Dans le cadre de sa politique de réconciliation nationale, le président Ouattara a autorisé le retour de Laurent Gbagbo en Côte d’Ivoire. Panser les plaies encore ouvertes de la guerre civile de 2010-2011 est une sage décision, mais les actes passés de l’ex-président ne sont pas oubliés.
Ce 17 juin, l’ex-président de Côte d’Ivoire, récemment acquitté par la cour pénale internationale (CPI) atterrira dans son pays après dix ans d’exil. Un retour, permis par les autorités ivoiriennes dans le cadre de la politique de réconciliation et d’apaisement.
Dans un imbroglio tragi-comique de résultats électoraux plus ou moins arrangés et de non-reconnaissance d’une défaite à l’élection présidentielle de 2010, Laurent Gbagbo a quitté le pays en même temps que la scène politique ivoirienne en 2011. Relativement isolé, probablement usé, mais conservant encore des soutiens chez une bonne partie de ses partisans historiques, Laurent Gbagbo a su donner des gages de bonne foi ces derniers mois et émettre les messages de modération attendus.
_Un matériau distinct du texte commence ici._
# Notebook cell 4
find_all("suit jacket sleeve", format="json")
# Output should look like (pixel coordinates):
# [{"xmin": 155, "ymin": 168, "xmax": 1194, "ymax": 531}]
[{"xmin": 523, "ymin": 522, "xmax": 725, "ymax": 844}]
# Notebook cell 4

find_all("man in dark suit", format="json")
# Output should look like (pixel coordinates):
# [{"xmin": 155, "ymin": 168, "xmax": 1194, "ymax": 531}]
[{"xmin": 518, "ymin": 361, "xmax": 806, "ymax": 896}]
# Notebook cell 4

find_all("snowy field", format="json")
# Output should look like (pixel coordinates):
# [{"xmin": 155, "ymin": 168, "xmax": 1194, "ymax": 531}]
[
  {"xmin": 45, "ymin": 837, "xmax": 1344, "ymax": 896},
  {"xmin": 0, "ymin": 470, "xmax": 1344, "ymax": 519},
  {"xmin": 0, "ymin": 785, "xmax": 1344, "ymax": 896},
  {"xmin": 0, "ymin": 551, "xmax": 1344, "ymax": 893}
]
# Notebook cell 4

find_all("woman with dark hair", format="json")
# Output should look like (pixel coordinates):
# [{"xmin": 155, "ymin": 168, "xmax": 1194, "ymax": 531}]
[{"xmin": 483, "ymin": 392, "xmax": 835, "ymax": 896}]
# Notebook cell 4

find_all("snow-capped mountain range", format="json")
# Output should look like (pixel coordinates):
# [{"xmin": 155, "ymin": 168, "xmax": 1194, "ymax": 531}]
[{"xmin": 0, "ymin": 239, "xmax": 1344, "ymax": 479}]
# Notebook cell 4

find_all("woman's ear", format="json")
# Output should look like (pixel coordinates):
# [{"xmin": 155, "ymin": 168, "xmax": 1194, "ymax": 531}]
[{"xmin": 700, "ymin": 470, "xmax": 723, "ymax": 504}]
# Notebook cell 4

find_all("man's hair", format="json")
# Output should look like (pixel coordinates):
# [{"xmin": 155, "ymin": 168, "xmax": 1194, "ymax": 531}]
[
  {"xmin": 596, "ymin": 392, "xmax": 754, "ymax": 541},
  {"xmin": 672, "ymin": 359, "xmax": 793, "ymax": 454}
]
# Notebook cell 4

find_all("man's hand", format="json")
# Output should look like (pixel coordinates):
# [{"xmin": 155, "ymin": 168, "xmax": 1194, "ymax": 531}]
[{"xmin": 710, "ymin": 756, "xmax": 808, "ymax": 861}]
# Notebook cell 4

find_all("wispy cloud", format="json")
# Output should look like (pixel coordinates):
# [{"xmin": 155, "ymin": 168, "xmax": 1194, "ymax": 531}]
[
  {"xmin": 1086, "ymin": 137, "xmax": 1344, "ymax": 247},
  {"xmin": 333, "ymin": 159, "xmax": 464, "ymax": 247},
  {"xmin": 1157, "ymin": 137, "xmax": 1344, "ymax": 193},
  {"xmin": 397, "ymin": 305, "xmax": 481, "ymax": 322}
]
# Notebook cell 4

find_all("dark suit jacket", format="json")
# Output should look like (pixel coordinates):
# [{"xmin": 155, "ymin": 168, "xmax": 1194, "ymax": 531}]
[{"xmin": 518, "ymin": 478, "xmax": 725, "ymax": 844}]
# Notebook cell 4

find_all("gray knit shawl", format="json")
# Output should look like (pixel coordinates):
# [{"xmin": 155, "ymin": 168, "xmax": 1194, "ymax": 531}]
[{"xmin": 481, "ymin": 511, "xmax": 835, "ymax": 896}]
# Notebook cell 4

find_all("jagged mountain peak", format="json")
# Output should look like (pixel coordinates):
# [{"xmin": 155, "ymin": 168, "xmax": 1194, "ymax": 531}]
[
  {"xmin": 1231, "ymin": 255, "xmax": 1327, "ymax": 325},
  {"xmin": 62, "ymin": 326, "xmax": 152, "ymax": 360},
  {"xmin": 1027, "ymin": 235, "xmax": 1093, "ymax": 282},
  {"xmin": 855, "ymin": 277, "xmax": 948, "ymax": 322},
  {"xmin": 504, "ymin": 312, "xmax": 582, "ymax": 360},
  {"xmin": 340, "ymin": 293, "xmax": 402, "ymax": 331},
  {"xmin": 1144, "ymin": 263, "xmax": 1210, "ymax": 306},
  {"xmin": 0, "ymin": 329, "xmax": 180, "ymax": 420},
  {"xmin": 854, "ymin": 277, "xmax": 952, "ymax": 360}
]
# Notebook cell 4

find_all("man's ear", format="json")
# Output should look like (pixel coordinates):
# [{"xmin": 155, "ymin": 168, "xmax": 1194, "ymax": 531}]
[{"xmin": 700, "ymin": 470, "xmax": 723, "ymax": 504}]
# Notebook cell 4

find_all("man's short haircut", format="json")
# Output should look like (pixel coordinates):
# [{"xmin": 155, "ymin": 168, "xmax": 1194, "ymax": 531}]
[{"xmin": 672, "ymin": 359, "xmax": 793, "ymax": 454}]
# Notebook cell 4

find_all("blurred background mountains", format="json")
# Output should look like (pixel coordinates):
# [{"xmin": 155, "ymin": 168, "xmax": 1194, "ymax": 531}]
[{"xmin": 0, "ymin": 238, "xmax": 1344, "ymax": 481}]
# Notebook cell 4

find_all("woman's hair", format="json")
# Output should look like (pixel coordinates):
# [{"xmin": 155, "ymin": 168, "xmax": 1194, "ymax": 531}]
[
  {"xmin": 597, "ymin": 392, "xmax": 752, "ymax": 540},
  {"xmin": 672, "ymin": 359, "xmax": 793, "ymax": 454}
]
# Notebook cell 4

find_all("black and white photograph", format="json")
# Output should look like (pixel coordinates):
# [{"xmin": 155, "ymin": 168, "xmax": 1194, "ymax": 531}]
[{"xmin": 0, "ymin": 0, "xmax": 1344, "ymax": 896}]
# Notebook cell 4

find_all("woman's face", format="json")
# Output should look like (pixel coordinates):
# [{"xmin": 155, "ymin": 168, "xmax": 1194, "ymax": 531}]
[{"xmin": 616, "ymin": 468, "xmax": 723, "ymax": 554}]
Ex-président boutefeu et diviseur
Le discours conciliant de Laurent Gbagbo, ne doit cependant pas faire oublier le rôle qu’il a joué en Côte d’Ivoire depuis plus de trente ans. Promoteur d’une « ivoirité » stricte, voulue initialement par Henri Konan Bédié, il n’a jamais cessé de souffler sur les braises des divisions ethnique et politique du pays. Il est évidemment l’un des animateurs majeurs de la crise politico-militaire de 2002-2011, pour ne pas dire l’acteur principal. Son élection en 2000 a d’ailleurs fini par poser plus de problèmes que de solutions à la crise devenue permanente en Côte d’Ivoire. La découverte de charniers à Yopougon dans un contexte de tensions interethniques quelques jours après l’élection contestée de 2000 de Laurent Gbagbo est même devenue un marqueur de son pouvoir.
En 2010, son refus du résultat du scrutin présidentiel remporté par Alassane Ouattara eut pour conséquence la reprise des combats et des milliers de victimes. C’est à la suite de ces événements, en avril 2011, qu’il fut arrêté et emmené à La Haye où il restera incarcéré jusqu’à son acquittement le 15 janvier 2019.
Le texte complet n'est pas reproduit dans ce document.